Снял шапку, перекстился три раза, постучал в стенное бревно — и тихим голосом:

— Степан, а, Степан…

— Ась? — отозвался Стенька — и сразу стал виден. Показал свой живой образец.

Оделся, подпоясался, вышел. Тут его и взяли.

Начальник говорит:

— Надо в кандалы заковать.

Ан, старичок опять встрял:

— Нет, — говорит, — нельзя его в кандалы. Дай-ка сам свяжу.

Взял мочёное лыко, связал ему руки и ноги — знал, видать, старый хрен, что железо Стеньку не берёт. Посадили на подводу, привезли в острог.

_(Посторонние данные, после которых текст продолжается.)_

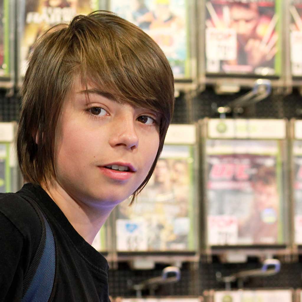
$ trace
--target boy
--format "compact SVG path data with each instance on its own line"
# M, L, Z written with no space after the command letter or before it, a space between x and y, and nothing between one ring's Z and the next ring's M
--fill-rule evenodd
M54 233L51 300L109 301L108 264L90 245L117 205L149 180L173 113L159 47L109 12L75 17L39 39L29 63L16 146L25 182L0 195L0 300L21 301L41 223Z

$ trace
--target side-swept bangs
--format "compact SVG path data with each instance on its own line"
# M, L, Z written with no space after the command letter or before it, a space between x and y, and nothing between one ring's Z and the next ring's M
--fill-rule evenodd
M134 198L149 178L162 149L174 108L173 76L155 42L110 12L77 16L69 25L53 27L37 41L21 91L16 143L23 177L36 184L55 179L57 123L79 77L86 88L89 83L118 101L152 109L161 117L157 154Z

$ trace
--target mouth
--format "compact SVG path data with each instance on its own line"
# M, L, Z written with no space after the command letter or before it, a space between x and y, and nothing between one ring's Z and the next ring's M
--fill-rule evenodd
M133 172L136 171L130 164L124 163L114 163L103 166L103 167L117 172Z

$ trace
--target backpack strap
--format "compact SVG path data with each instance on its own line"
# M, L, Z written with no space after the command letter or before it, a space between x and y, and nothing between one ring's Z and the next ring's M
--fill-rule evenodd
M47 302L55 281L56 252L53 234L37 203L28 196L22 197L35 210L41 221L42 233L34 256L23 280L21 302Z

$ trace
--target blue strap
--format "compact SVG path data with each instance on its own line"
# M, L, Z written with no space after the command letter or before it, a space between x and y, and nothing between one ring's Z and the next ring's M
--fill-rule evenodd
M22 302L47 302L52 291L56 271L56 246L53 235L42 211L46 231L45 244L37 270Z

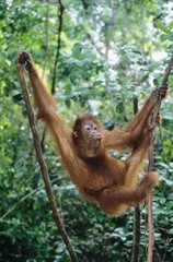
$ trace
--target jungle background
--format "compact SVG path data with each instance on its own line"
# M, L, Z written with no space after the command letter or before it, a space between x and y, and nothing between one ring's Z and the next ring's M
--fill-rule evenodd
M0 261L70 261L49 207L18 79L16 57L32 53L69 124L93 112L123 126L158 87L173 53L173 3L166 0L0 0ZM173 73L169 78L173 88ZM161 108L153 194L155 262L173 261L173 99ZM39 136L43 127L38 123ZM115 153L115 155L117 155ZM125 155L117 155L123 158ZM79 261L132 259L134 209L109 217L78 193L46 135L44 157L60 217ZM140 207L140 250L148 242Z

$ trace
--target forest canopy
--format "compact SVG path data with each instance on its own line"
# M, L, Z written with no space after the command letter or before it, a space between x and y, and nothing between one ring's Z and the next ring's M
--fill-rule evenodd
M0 1L0 261L70 261L34 151L18 78L19 52L32 53L69 124L88 111L112 129L131 119L161 85L173 53L172 19L173 3L166 0ZM173 260L173 72L169 85L154 142L154 170L161 180L153 194L155 262ZM38 132L42 140L41 122ZM86 203L48 135L44 157L79 261L129 261L134 210L115 218ZM145 216L142 206L141 262L146 261Z

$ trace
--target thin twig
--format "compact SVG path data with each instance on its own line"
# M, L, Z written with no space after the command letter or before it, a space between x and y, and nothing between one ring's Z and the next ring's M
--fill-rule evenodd
M135 80L136 81L136 80ZM138 97L132 97L134 115L138 112ZM134 210L134 233L132 233L132 262L139 261L140 252L140 209L139 205Z
M22 92L23 92L23 97L24 97L24 102L25 102L25 106L26 106L27 116L28 116L30 127L31 127L32 134L33 134L35 152L36 152L37 159L38 159L41 170L43 174L43 179L45 182L45 188L46 188L47 196L48 196L50 207L53 211L53 215L54 215L56 225L59 229L59 233L66 243L67 250L69 251L71 261L77 262L78 260L77 260L76 253L71 247L69 237L66 233L66 229L60 221L60 216L57 211L57 205L56 205L56 201L55 201L55 198L53 194L51 184L50 184L50 180L49 180L49 176L48 176L48 171L47 171L47 166L46 166L45 159L43 157L43 153L42 153L42 148L41 148L41 144L39 144L38 131L37 131L36 122L34 119L34 112L33 112L33 108L32 108L32 105L30 102L30 94L28 94L27 84L25 81L25 75L24 75L24 66L18 64L18 73L19 73L19 79L20 79L21 86L22 86Z
M163 76L163 81L161 86L166 85L169 74L171 73L173 67L173 56L169 62L168 68L165 69L165 73ZM153 123L155 122L155 118L159 114L160 107L161 107L161 97L159 97L158 100L158 106L154 110L153 114ZM149 148L149 167L148 171L152 171L153 169L153 143L154 143L154 134L155 134L155 129L153 129L152 134L151 134L151 141L150 141L150 148ZM152 210L152 191L148 193L148 223L149 223L149 243L148 243L148 262L152 262L152 257L153 257L153 246L154 246L154 228L153 228L153 210Z
M49 36L49 32L48 32L48 20L49 20L49 0L46 0L46 4L47 4L47 11L46 11L46 51L45 51L45 59L44 59L44 66L43 66L43 75L42 79L44 79L45 76L45 71L46 71L46 63L47 63L47 59L48 59L48 36Z
M65 7L64 7L61 0L58 0L58 3L59 3L59 15L58 15L59 16L59 27L58 27L58 39L57 39L57 53L56 53L54 70L53 70L51 94L55 94L57 63L58 63L59 53L60 53L61 31L62 31L64 11L65 11Z

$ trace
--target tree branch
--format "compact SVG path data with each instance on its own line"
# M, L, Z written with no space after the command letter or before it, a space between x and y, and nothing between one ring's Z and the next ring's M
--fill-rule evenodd
M169 74L171 73L173 67L173 56L169 62L168 68L165 69L165 73L163 76L162 85L166 85ZM161 107L162 98L159 97L158 99L158 106L153 112L152 121L155 123L155 118L159 114L160 107ZM149 147L149 167L148 171L152 171L153 169L153 143L154 143L154 134L155 129L153 129L151 134L151 141L150 141L150 147ZM152 210L152 191L148 194L148 223L149 223L149 243L148 243L148 262L152 262L153 257L153 246L154 246L154 228L153 228L153 210Z
M62 17L64 17L64 11L65 7L61 2L61 0L58 0L59 3L59 27L58 27L58 39L57 39L57 53L55 58L55 63L54 63L54 70L53 70L53 85L51 85L51 94L55 93L55 84L56 84L56 72L57 72L57 63L59 59L59 53L60 53L60 44L61 44L61 31L62 31Z
M49 32L48 32L48 19L49 19L49 0L46 0L46 4L47 4L47 11L46 11L46 51L45 51L45 59L44 59L43 75L42 75L42 79L44 79L44 76L45 76L46 63L47 63L47 59L48 59L48 36L49 36Z
M24 75L24 66L21 66L18 63L18 73L19 73L19 79L21 82L23 97L24 97L24 102L25 102L25 106L26 106L26 110L27 110L30 127L31 127L32 134L33 134L35 152L36 152L37 159L38 159L41 170L43 174L43 179L45 182L45 188L46 188L47 196L48 196L50 207L53 211L53 215L54 215L56 225L59 229L59 233L66 243L67 250L69 251L71 261L77 262L78 260L77 260L76 253L71 247L69 237L66 233L66 229L60 221L60 216L57 211L57 205L56 205L56 201L55 201L55 198L53 194L51 184L50 184L50 180L49 180L49 176L48 176L48 171L47 171L47 166L46 166L45 159L43 157L43 153L42 153L42 148L41 148L41 144L39 144L37 127L36 127L35 119L34 119L34 112L33 112L31 102L30 102L30 94L28 94L27 84L25 81L25 75Z

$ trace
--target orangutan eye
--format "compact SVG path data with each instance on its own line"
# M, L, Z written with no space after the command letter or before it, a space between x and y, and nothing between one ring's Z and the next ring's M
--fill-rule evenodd
M85 127L85 130L90 131L90 127L89 127L89 126L86 126L86 127Z

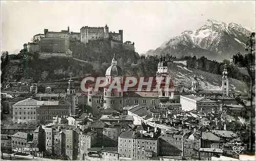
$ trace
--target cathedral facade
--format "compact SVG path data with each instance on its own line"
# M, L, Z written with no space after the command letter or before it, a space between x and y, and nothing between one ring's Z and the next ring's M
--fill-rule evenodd
M121 111L124 107L138 104L143 107L157 107L161 102L168 102L170 93L174 91L171 81L168 82L169 87L166 87L163 83L158 84L156 81L153 81L150 91L146 90L146 86L142 86L141 90L139 89L138 83L124 91L123 88L125 88L123 85L125 78L115 55L112 60L111 65L106 71L105 77L107 85L104 87L100 88L98 91L94 90L93 85L89 88L88 103L93 109L93 113L98 113L100 110L104 109L114 109ZM162 79L162 82L165 82L170 78L168 74L165 57L161 56L155 78L156 81ZM121 90L108 90L113 82L119 82L122 86ZM153 90L153 88L157 90Z

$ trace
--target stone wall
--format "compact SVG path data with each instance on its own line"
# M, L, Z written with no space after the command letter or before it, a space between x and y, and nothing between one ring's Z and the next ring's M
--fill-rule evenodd
M66 53L69 49L69 39L44 38L39 42L39 47L40 52Z

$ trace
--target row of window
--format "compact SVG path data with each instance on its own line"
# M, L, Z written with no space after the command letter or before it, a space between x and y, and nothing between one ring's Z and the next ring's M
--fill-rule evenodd
M38 114L59 114L59 111L56 111L56 113L55 113L55 111L53 111L53 112L52 112L52 111L49 111L48 112L48 111L39 111L38 112ZM68 114L68 111L61 111L61 114Z
M106 156L108 156L108 153L104 153L104 152L102 152L102 155L104 155L104 154L105 154ZM112 156L112 154L110 153L110 156ZM116 156L116 154L113 154L114 156Z
M89 99L89 102L92 102L92 99ZM115 102L115 101L111 101L111 103L112 104L114 104ZM139 101L138 101L138 100L134 100L134 104L138 104L138 102L139 102ZM142 104L146 104L146 102L147 102L147 100L142 100ZM104 101L104 103L106 103L105 100ZM130 104L130 103L131 103L130 100L126 100L126 104ZM97 100L97 103L100 103L100 100ZM121 100L119 100L119 104L122 104L122 101ZM156 104L156 100L151 100L151 104Z
M35 107L29 107L29 108L13 108L13 109L35 109Z
M72 146L71 145L67 145L67 148L72 148Z
M15 112L15 114L17 114L17 113L18 113L17 112ZM19 112L19 114L22 114L22 112ZM24 112L23 113L24 114L26 114L26 112ZM28 112L28 114L33 114L33 112L32 111ZM35 114L35 111L34 111L34 114Z

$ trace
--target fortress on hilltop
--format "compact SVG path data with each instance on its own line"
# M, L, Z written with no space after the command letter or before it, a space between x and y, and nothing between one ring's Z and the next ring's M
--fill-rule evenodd
M122 48L122 49L135 51L134 42L130 41L123 42L123 30L119 30L118 33L109 32L106 25L104 27L89 27L84 26L80 30L80 32L67 30L60 32L49 31L45 29L44 34L37 34L33 36L33 42L24 44L24 49L30 52L40 52L41 55L48 56L72 56L72 52L70 50L70 41L78 41L85 44L89 41L105 40L110 43L111 48Z

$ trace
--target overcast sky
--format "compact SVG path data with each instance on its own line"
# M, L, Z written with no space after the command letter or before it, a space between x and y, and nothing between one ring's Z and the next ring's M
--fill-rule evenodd
M1 1L1 48L12 53L33 36L85 26L123 30L123 40L139 53L160 47L184 30L199 28L208 18L255 28L255 3L204 1Z

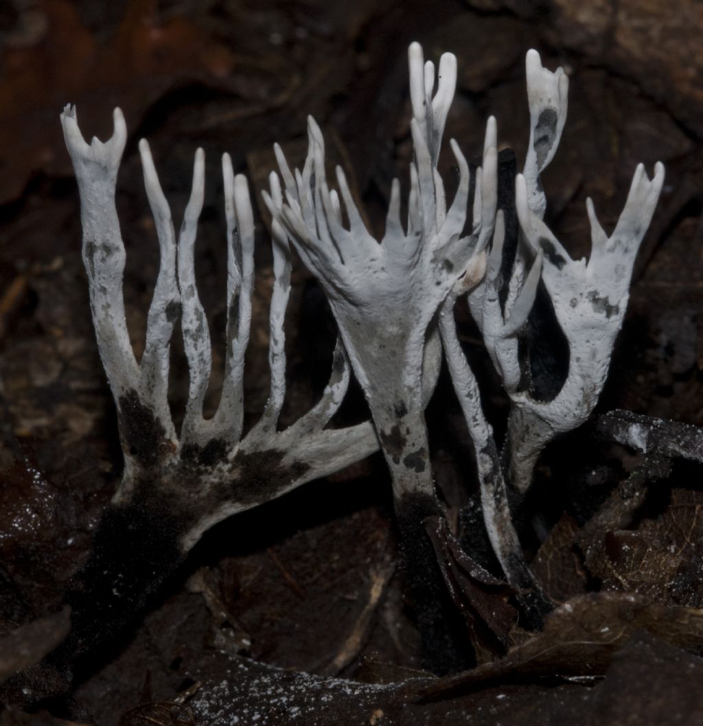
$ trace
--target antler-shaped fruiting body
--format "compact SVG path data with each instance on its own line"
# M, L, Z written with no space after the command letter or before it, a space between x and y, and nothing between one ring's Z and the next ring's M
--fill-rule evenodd
M423 62L422 49L409 49L411 129L415 159L410 166L407 224L400 220L400 184L394 179L383 238L367 229L341 168L337 183L341 205L328 184L325 142L317 123L308 125L308 155L295 174L277 148L285 186L285 201L274 179L266 201L288 230L305 265L329 299L339 334L354 374L366 396L386 460L390 468L396 512L408 566L414 579L428 580L436 570L422 521L439 514L428 457L424 406L434 381L423 385L426 339L431 322L452 286L465 275L472 257L489 237L496 200L495 123L486 134L482 182L476 195L478 213L468 236L463 236L469 197L469 168L451 142L460 171L458 188L447 207L436 163L456 84L456 59L450 53L434 66ZM431 366L436 368L436 365ZM424 388L424 390L423 390ZM415 562L410 560L415 560ZM423 571L424 571L424 572ZM441 587L441 583L440 583ZM416 599L440 593L416 592ZM439 624L435 612L431 617ZM422 619L421 613L418 616ZM426 645L440 653L445 644L429 635ZM429 641L434 639L434 643ZM447 650L445 650L444 657Z
M598 402L627 309L635 258L663 183L662 164L657 163L651 180L643 166L638 165L625 208L610 236L601 227L593 202L587 200L592 245L587 263L572 260L532 211L526 180L518 176L520 226L532 248L544 255L542 279L569 343L569 372L555 398L543 401L532 398L529 391L511 393L510 478L519 492L529 486L544 446L556 434L583 423Z
M349 219L343 222L336 192L325 168L322 134L309 120L309 152L295 176L278 152L286 200L275 201L277 182L267 203L284 225L301 258L327 294L354 373L379 431L393 473L397 497L433 496L422 395L423 360L428 327L439 305L466 271L479 232L462 237L468 201L469 169L457 144L452 149L460 170L456 195L447 209L436 171L442 131L456 81L456 59L444 54L439 86L431 97L434 66L422 49L410 46L411 122L415 158L410 166L408 220L399 219L400 184L393 181L386 233L378 242L369 232L344 171L337 182ZM487 132L483 189L495 185L495 123ZM480 197L479 197L480 200ZM488 224L492 214L487 213Z
M321 400L296 423L277 430L285 393L283 318L290 291L286 235L274 225L275 280L270 310L271 393L261 420L243 439L243 373L253 285L253 216L246 179L222 158L227 223L227 331L225 380L216 413L203 416L211 372L208 322L194 276L193 248L203 206L205 161L195 154L192 189L177 240L149 145L139 152L160 248L160 269L149 311L146 346L135 359L125 319L125 248L115 203L126 141L119 109L112 137L83 139L76 110L61 116L81 195L83 257L100 356L117 404L125 465L122 482L97 532L89 561L69 594L71 636L55 656L70 661L110 635L177 566L211 526L326 476L378 449L370 423L325 427L346 391L343 349L333 356ZM168 402L171 337L180 318L190 388L180 436Z

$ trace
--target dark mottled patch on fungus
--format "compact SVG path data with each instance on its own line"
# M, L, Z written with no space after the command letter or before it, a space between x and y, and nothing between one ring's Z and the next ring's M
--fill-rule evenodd
M532 147L537 154L537 166L541 168L547 155L554 144L556 136L556 122L558 117L553 108L545 108L537 119L535 127L535 141Z
M391 455L397 463L400 463L400 457L405 449L407 439L400 433L400 428L396 424L390 431L381 431L379 433L383 449Z
M174 444L166 438L163 425L142 403L134 388L120 396L118 408L126 449L143 466L155 466L164 455L173 452Z
M598 295L595 290L588 293L586 297L593 306L593 310L597 313L605 313L606 318L612 317L620 311L619 305L611 305L608 298Z
M95 254L97 252L97 245L92 240L86 242L86 261L88 263L88 272L91 277L95 277Z
M418 474L421 474L427 468L427 452L424 447L420 446L417 451L408 454L403 459L403 464L409 469L413 469Z
M407 415L407 407L403 401L397 401L393 405L393 412L398 418Z
M240 501L262 502L273 499L281 489L309 470L310 465L304 462L283 464L285 456L285 452L278 449L237 453L232 464L238 470L237 491ZM228 485L227 498L229 495Z
M540 237L540 247L547 256L547 259L558 270L561 269L566 264L566 261L556 251L551 240L548 240L545 237Z
M166 306L166 320L175 322L181 317L181 303L177 300L171 300Z
M211 439L204 446L187 444L181 449L181 460L197 466L216 466L227 461L227 443L224 439Z

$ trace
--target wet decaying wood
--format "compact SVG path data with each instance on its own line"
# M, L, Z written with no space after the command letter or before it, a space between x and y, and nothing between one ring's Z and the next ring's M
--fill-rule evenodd
M56 647L60 654L60 643L71 637L66 593L77 573L96 566L88 555L121 470L118 417L128 411L141 420L134 401L115 409L94 342L78 195L58 120L67 102L78 106L89 138L107 136L118 105L132 131L117 206L137 358L158 256L137 143L149 137L176 222L192 152L205 149L195 268L214 341L206 415L219 400L227 320L220 155L229 152L235 171L260 188L274 142L299 163L312 113L367 224L382 234L391 180L397 176L407 186L411 41L435 61L443 51L458 57L447 136L472 163L480 163L485 120L494 114L501 163L512 169L516 160L521 168L527 49L537 48L547 68L564 68L569 122L543 183L546 221L574 258L590 249L585 198L593 197L609 232L635 163L667 166L596 415L548 448L532 492L515 512L532 570L555 605L542 631L521 622L520 593L480 546L486 538L471 442L443 373L427 421L447 517L423 526L468 669L442 677L420 669L420 636L396 566L390 483L374 457L218 525L170 578L175 563L154 587L145 586L142 616L78 664L70 692L3 705L0 726L434 726L469 719L487 726L609 726L703 719L702 27L703 9L694 0L675 12L660 0L15 0L0 7L4 703L17 703L18 671L34 679L38 693L62 690L60 669L40 661ZM440 158L447 180L456 178L452 163L448 153ZM272 260L269 220L263 205L258 211L245 431L269 391ZM324 296L297 261L291 285L283 425L319 396L336 335ZM456 314L487 415L497 424L506 398L465 306ZM545 352L533 371L545 395L568 356L547 318L541 327L531 322L533 338L554 336L545 346L551 357ZM180 346L174 346L169 390L176 427L188 385ZM336 420L349 425L367 415L354 389ZM160 455L159 442L138 432L132 444L147 457ZM192 451L193 471L220 453L216 446ZM266 457L259 459L240 463L259 476ZM143 546L155 551L158 528L151 534ZM465 551L471 542L478 544ZM125 549L130 561L138 556ZM157 590L159 579L166 582ZM90 603L79 605L90 610ZM99 620L95 605L88 614Z

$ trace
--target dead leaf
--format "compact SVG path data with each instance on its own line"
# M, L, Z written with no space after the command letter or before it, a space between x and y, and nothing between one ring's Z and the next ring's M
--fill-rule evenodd
M446 698L487 682L604 675L614 654L638 632L680 648L703 648L703 611L667 607L637 595L598 592L559 605L545 628L505 658L429 686L421 698Z
M0 639L0 683L38 663L70 629L70 608L33 620Z
M545 592L556 603L564 603L588 589L588 574L575 548L578 531L576 520L562 515L530 565Z
M464 552L444 518L428 519L427 531L452 600L466 621L476 661L494 660L513 642L518 613L508 600L515 591Z

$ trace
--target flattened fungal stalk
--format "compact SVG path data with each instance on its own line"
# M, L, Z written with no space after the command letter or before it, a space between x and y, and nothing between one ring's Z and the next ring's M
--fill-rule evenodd
M204 155L195 154L192 190L176 241L149 145L139 152L160 248L160 269L149 310L146 345L137 362L122 295L125 248L115 205L118 169L126 140L114 113L105 143L84 140L76 110L61 116L81 195L83 258L100 356L117 404L124 472L100 523L87 564L68 596L69 640L54 660L63 664L126 622L211 526L312 479L343 468L378 449L370 423L325 427L349 379L338 346L322 399L283 431L277 430L285 393L283 317L290 290L285 233L273 227L275 281L270 310L271 393L261 420L243 439L243 372L253 285L253 218L247 183L222 158L227 223L227 330L225 380L219 407L206 420L203 400L211 372L208 323L195 286L193 247L204 195ZM177 253L177 254L176 254ZM167 400L171 336L181 317L190 366L180 436Z
M501 211L485 279L469 293L468 299L486 348L511 399L502 466L492 428L481 410L476 380L449 314L453 306L451 298L444 303L445 314L441 319L445 355L474 439L487 529L508 580L521 588L534 586L534 582L511 523L505 479L519 494L524 494L532 481L540 452L557 433L582 423L596 405L625 316L635 257L664 180L660 163L656 166L651 182L641 165L637 168L625 210L609 238L596 219L589 199L593 252L588 264L585 260L572 261L542 221L546 200L540 182L540 173L556 151L566 121L568 78L561 68L551 73L543 68L535 50L527 53L526 65L530 140L524 173L516 180L521 233L507 294L501 303L505 233ZM528 255L534 256L534 261L526 274ZM556 397L548 401L532 395L528 372L519 356L519 335L531 311L540 274L569 352L566 379ZM539 608L538 592L536 597Z
M529 489L537 457L545 446L556 434L583 423L598 402L615 338L625 318L635 258L664 183L664 166L660 163L655 165L651 181L640 164L625 208L609 237L601 227L589 197L586 208L591 228L590 258L588 264L585 259L572 260L542 221L546 200L539 181L540 174L556 151L566 121L568 78L561 68L556 73L543 68L534 50L528 52L526 65L530 139L524 173L516 179L521 244L508 301L512 291L522 284L524 256L529 249L537 255L536 265L542 264L541 279L569 345L569 370L556 396L550 401L538 400L529 384L520 385L521 379L529 381L529 376L520 370L515 335L519 326L509 324L500 336L502 346L495 346L494 362L503 374L511 401L504 460L511 484L519 496ZM525 288L529 287L525 284ZM526 302L531 304L534 291L529 291L526 297ZM526 304L520 311L520 319L527 317L527 308ZM484 309L485 313L485 304ZM496 309L492 312L494 319L498 314ZM490 351L487 340L487 346Z
M274 217L285 227L301 258L315 275L330 301L339 334L349 353L371 410L381 449L391 470L396 514L403 537L418 619L426 648L446 658L450 643L442 640L446 624L434 599L441 597L442 583L423 521L439 515L429 464L423 391L428 354L426 340L436 338L431 327L452 287L476 276L482 257L476 251L489 238L495 211L495 124L486 134L482 182L477 189L477 213L468 236L466 221L469 168L456 142L452 150L460 169L459 186L447 209L437 172L442 133L456 84L456 59L442 55L439 81L432 97L434 67L423 63L422 49L409 49L411 128L415 159L410 166L407 229L399 219L400 186L393 181L386 233L379 242L367 229L344 171L336 170L348 227L343 222L337 195L330 191L325 169L325 144L309 120L308 155L302 173L293 175L277 149L285 185L286 201L266 201ZM430 332L428 330L430 329ZM423 602L428 603L423 612Z

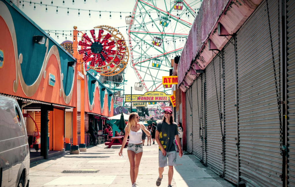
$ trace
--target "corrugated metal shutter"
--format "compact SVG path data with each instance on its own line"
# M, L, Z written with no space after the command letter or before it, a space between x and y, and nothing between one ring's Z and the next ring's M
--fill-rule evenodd
M295 1L287 2L288 186L295 186Z
M185 93L186 110L186 149L188 152L193 152L193 129L191 106L192 105L191 87Z
M277 68L277 3L268 1ZM266 10L264 1L237 35L240 177L247 186L282 185L279 121Z
M89 126L89 115L86 112L84 114L84 132L87 132Z
M207 132L207 163L208 165L219 174L223 173L222 140L218 112L216 86L219 100L219 57L214 58L216 85L213 62L206 68L206 123ZM219 106L220 101L219 100Z
M180 90L180 89L179 89ZM179 122L182 123L182 106L181 103L179 104Z
M198 77L197 80L195 81L192 85L193 91L193 153L199 158L199 160L202 160L203 159L203 147L202 146L202 139L200 136L203 136L202 131L200 130L200 122L201 126L203 126L202 121L202 105L201 104L202 95L202 88L201 87L202 80L201 77ZM204 104L203 105L204 106ZM204 112L203 112L204 114Z
M230 40L223 49L224 128L225 136L224 178L237 183L235 41Z
M41 112L39 111L36 111L35 112L35 122L38 127L39 132L41 132ZM37 131L37 129L35 128L35 131Z
M77 133L81 133L81 112L77 112Z

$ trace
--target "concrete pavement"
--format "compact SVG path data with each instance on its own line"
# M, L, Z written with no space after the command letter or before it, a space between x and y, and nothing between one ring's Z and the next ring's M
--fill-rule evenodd
M122 158L118 155L120 147L107 149L104 145L102 145L103 147L88 147L87 152L81 152L80 155L68 153L61 158L31 163L30 186L131 187L127 148L123 150L124 157ZM158 147L156 144L143 146L137 180L140 186L156 186L158 176ZM184 155L180 158L178 157L177 163L171 184L174 187L235 186L214 175L191 155ZM63 173L68 172L65 171L88 173ZM168 174L166 167L161 186L168 186Z

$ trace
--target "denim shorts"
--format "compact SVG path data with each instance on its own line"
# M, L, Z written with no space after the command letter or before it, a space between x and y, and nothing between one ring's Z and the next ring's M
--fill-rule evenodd
M168 160L168 164L167 160ZM166 152L166 155L164 156L162 152L159 151L159 167L164 168L167 166L176 166L176 151L174 151Z
M142 149L142 144L136 144L128 143L127 150L128 150L132 151L135 154L142 152L143 150Z

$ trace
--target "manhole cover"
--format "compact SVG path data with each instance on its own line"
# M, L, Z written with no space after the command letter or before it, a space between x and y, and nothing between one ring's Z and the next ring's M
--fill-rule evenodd
M61 172L63 173L95 173L99 171L99 170L95 171L81 171L81 170L64 170Z

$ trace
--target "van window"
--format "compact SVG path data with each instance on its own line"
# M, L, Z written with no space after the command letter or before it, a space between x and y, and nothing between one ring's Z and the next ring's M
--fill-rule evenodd
M16 119L17 120L17 122L18 122L20 126L22 126L22 117L21 116L20 114L19 113L19 111L18 109L17 109L17 106L14 107L14 110L15 111L15 115L16 116Z
M16 110L15 105L12 101L0 98L0 141L18 137L23 134L20 126L22 118L18 109Z

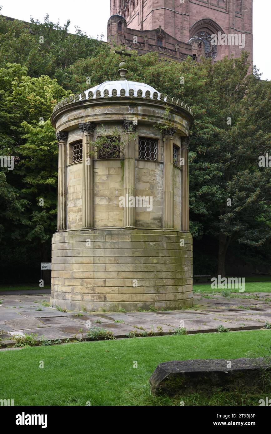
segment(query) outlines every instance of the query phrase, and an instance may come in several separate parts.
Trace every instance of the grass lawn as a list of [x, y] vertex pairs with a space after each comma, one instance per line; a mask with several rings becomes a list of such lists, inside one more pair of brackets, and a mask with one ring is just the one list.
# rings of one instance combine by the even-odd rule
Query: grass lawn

Трое суток он там сидел, на четвёртые является аж сам губернатор. Увидел — раскричался:

— Может ли, — кричит, — сидеть такой разбойник связан мочалами? В железо его!

Ему толкуют: так, мол, и так, нельзя Стеньку в железы ковать — вырвется. Куда там! Слышать ничего не хочет. Что тут прикажешь делать — сковали. И только они за дверь — тряхнул руками-ногами, кандалы-то и распались. Взял уголёк — и давай что-то на полу малевать.

Прочие колодники смотрят, дивятся:

— Ты чаво там малюешь, малевич?

Стенька ухом не ведёт — знай себе мажет. Намазал большой чёрный ковадрат. Надел обратно кандалы (для виду) и просит водицы испить. А тюремщики, видать, не разумели, что Стеньке только квас подносить можно — с квасом он ничего поделать не мог. Сколько раз так бывало: поднесут ему водицы, не знаючи, а он нырь в неё — и поминай как звали.

Но тут он по-другому учинил.

— А ну-ка, ребята, айда ко мне!

Скричал всех поближе, плеснул из ковшика на пол — и как хлынула вода отовсюду, а чёрный-то ковадрат возьми и обратись в ковёр трухменской работы (мог бы, конечно, Стенька и лодку начертать, но так попроще). Весь острог до подстенков размыло. И тюремщики утопли.

Так и уплыл на ковре с новыми товарищами на Волгу. Поприбавилось разбойничков в шайке.

А с чёрным этим ковадратом многие потом живописцы-изографы колдовали, но так у них ничего и не вышло.

* * *

Его, пока в остроге сидел, положили и стали пытать: иголками кололи, кошками били — всё без толку. И тут опять этот старый хрен:

— Да вы чего бьёте-то? — говорит. — Ведь вы не Стеньку бьёте, и не он у вас в кандалах, а чурбан! Стенька вам глаза отвёл да и хохочет.

Смотрят: а и впрямь…

* * *

— Так что за старичок-то был?

— Да Бог его знает… — мрачно отвечал мне Степан Тимофеевич. — А може, и не Бог…

— А кто? Чёрт?

Неопределённо повёл плечищами, промолчал.

— Думаете, это Маша старичка подослала?

— Али сама старичком прикинулась…

— Маша?! Ну фартит вам на колдуний! — восхитился я. — То Настя, то Марина-безбожница, а теперь ещё и Маша…

— Не то на колдуний фартить, — уклончиво откликнулся он, — не то на колдунью…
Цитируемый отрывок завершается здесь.